Reader Suspense And Donnan's Moment Of Realization

Poul Anderson, After Doomsday.

"'I'll buck for sticking around myself,' Donnan agreed, 'though I got a kind of different reason. You see - Hullo, there's the end of our stroll.'"
-CHAPTER THREE, p. 35.

"Sticking around" means staying within the local civilization-cluster, which covers a lot of sky, but we are not told his reason for a while. He wants to "'...produce a sensation...'" so that:

"'...eventually the other human ships will hear the yarn and understand.'"
-CHAPTER FIVE, p. 61.

"Despite his wide experience, Ramri could still get number systems confused."
-CHAPTER SIX, p. 65.

Because of their different numbers of fingers, different races have number systems with different bases like six, ten or twelve. This will be part of the clue as to who murdered Earth. In fact, here is the earlier part of the clue, a conversion table found inside a missile patrolling Earth:

"ABCDEF
"MNOPQ MR
"BA:PM
"ABIJ:MOQMP
"JEHC:NMQPPO"
-CHAPTER FOUR, p. 48.

Two sets of alien symbols have been represented by Roman letters. Recognizable Kandemirian numerals have been represented by A through L whereas a different set of symbols has been rendered by M through R. If the M-R symbols are numbers to base 6, then they might give us:

R=0
M=1
N=2
O=3
P=4
Q=5
MR=6 (rendered as the equivalent of "10" to base 6)

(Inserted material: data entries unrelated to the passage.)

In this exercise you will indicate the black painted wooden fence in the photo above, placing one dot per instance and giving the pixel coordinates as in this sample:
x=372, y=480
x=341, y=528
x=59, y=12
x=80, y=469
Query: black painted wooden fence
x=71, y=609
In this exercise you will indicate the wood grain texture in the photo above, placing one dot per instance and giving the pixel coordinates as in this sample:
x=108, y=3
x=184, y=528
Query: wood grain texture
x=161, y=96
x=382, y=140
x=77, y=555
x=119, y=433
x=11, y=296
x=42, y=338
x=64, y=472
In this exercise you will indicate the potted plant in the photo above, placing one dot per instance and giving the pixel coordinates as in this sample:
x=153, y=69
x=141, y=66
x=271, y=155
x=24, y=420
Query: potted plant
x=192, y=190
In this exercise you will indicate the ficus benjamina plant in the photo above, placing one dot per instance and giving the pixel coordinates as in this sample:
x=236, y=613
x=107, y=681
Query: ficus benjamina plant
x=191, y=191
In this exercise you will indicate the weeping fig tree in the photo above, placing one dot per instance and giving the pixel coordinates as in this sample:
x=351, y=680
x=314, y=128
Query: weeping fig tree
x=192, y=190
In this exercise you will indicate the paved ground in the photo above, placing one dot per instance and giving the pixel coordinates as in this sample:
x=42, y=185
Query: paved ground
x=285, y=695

The six-fingered Monwaingi count in sixes whereas the ten-fingered Vorlakka "...used a decimal system like Earth's." (p. 65) So what is the base number of Kandemirian mathematics?

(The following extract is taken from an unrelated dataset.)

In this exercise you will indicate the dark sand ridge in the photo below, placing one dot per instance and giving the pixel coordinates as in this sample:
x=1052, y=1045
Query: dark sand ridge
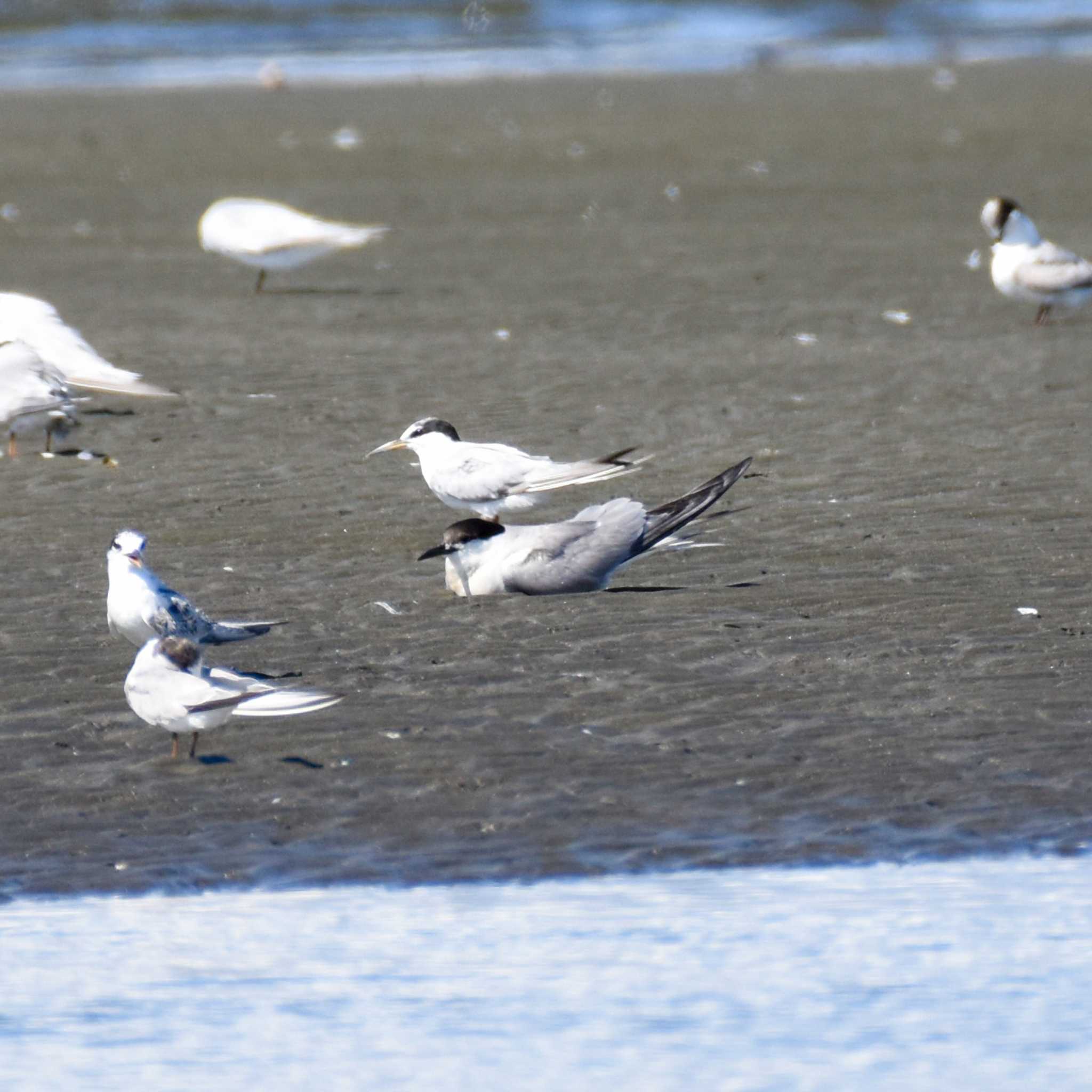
x=847, y=679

"That's why I've gone so gutless, [Donnan] thought. Now there's nothing in space or time except my own piddling self.
"The hell there isn't!
"The knowledge burst within him. He sat straight with an oath."
-CHAPTER SEVEN, p. 80.

What knowledge? This is yet another Andersonian moment of realization, initiating yet more reader suspense as we wait to learn what has burst within Donnan.

1 comment:

Sean M. Brooks said...

Kaor, Paul!

AFTER DOOMSDAY could be best described as both science fiction and a murder mystery (with Earth and practically all of the human race as the murder victims). And in some ways a more satisfactory mystery than the recently reviewed MURDER BY THE SWORD. And yet again, because of you, I realized that the bit you quoted from Chapter Seven was an Andersonian "moment of realization," a regularly recurring feature in Anderson's stories.